In case of any queries, ask me in the comments.

Answer 2

Consider using sets to evaluate whether the target character set is a subset of the each word:

>>> main_word_list=['whets', 'beets', 'pelts', 'vests', 'debts', 'welts', 'seeth', 'jests', 'hefts', 'melts', 'zests', 'depth', 'pests', 'meets', 'teeth', 'lefts', 'stets', 'tests', 'wefts', 'felts', 'wests', 'bests', 'belts']
>>> target_characters=['p', 'h', 'd', 'e']
>>> target_set = set(target_characters)
>>> [w for w in main_word_list if target_set <= set(w)]   # comprehension
['depth']
>>> list(filter(target_set.issubset, main_word_list))     # functional
['depth']

Answer 3

For a fast solution (in theory), use an array of flags initially all false, one per character in the alphabet.

Scan every word in turn and for every character, set the corresponding flag. When this is done, count the number of flags set for the target character set.

E.g. 'whets' -> FFFFTFFTFFFFFFFFFFTTFFTFFF giving d: F, e: T, h: T, p: F, hence two matches only.

The cost per word equals the number of letters in the word, plus the size of the target set.

Note that you need to reset the flags before processing the next word. Depending on the representation of the array of flags and the size of the alphabet, you have two options

• clear all flags (cost proportional to the size of the alphabet),

• scan the word again to reset the flags for all letters (cost proportional to the word length).

---

Pseudocode:

set= ['d'-'a', 'e'-'a', 'h'-'a', 'p'-'a'] # We work with lowercase
mask= 'FFFFFFFFFFFFFFFFFFFFFFFFFF' # Various representations are possible

# Set the flags
for letter in word:
  mask[letter - 'a']= 'T'

# Count the matching flags
if Sum(mask[letter] == 'T' for letter in set) == len(set):
  print(word)

# Reset the flags (alternatively, reset the whole mask)
for letter in word:
  mask[letter - 'a']= 'F'

Answer 4

I did it this way, let me know if it's ok :)

def check(word, list):
    for c in list:
        if c not in word:
            return False
    return True

final = []
for word in main_word_list:
    if check(word,target_characters):
        final.append(word)
print(final)

Answer 5

Main idea is to use python set.

1. Convert yuor target characters to set.
2. For each word in your list create "set represantation"
3. Set comparison - trivial operation Here code

main_word_list=['whets', 'beets', 'pelts', 'vests', 'debts', 'welts', 'seeth', 'jests', 'hefts', 'melts', 'zests', 'depth', 'pests', 'meets', 'teeth', 'lefts', 'stets', 'tests', 'wefts', 'felts', 'wests', 'bests', 'belts'] target_characters=['p', 'h', 'd', 'e']

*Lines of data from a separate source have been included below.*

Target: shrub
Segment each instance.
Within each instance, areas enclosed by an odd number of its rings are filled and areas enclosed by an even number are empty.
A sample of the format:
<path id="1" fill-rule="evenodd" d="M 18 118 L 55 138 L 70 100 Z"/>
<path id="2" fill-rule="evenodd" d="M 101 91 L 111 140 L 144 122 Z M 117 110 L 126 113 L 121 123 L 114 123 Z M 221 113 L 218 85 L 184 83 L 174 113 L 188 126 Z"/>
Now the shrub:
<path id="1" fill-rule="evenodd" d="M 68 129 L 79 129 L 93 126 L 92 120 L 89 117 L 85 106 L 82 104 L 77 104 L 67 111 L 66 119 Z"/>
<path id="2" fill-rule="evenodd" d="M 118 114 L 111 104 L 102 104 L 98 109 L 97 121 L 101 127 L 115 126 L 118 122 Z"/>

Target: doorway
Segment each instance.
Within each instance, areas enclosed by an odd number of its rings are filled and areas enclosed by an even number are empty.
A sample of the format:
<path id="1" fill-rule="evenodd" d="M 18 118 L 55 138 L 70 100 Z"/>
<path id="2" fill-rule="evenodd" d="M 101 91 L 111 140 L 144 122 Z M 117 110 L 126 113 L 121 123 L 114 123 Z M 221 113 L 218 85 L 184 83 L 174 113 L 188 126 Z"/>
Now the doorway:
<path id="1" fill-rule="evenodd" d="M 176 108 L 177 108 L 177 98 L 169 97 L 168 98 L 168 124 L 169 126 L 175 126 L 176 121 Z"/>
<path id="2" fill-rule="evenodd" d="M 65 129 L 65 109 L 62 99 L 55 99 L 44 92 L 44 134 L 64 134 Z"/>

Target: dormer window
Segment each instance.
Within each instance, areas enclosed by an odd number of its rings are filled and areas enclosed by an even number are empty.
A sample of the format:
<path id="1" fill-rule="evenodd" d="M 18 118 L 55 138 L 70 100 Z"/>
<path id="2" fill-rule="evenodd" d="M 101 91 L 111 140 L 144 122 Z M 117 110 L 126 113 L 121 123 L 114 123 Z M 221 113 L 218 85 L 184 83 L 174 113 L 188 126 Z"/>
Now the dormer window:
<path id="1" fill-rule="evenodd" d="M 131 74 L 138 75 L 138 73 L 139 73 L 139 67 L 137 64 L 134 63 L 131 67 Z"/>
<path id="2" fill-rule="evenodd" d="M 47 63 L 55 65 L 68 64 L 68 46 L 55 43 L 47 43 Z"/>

target_characters_set=set(target_characters)
result=[]

for word in main_word_list:
    word_set=set()
    for char in word:
        word_set.add(char)
    if len(target_characters_set-word_set)==0:
        result.append(word)

Answer 6

Try this:

# Check every word in main_word_list
for word in main_word_list:
    # Check every character in target_characters
    for char in target_characters:
        # Exit the loop if the character is not in the word
        if char not in word:
            break
    else:
        # If no 'break' was encountered (i.e. all characters are in the word)
        print(word) # You could also replace this with my_list.append(word)
        # and define my_list before the first for loop

Alternatively with a list comprehension you can do it with all:

my_list = [word for word in main_word_list if all(char in word for char in target_characters)]

Answer 7

You can do it with a list comprehension:

[w for w in main_word_list if all(c in w for c in target_characters)]

The keyword all will check if all characters are found in the specific word.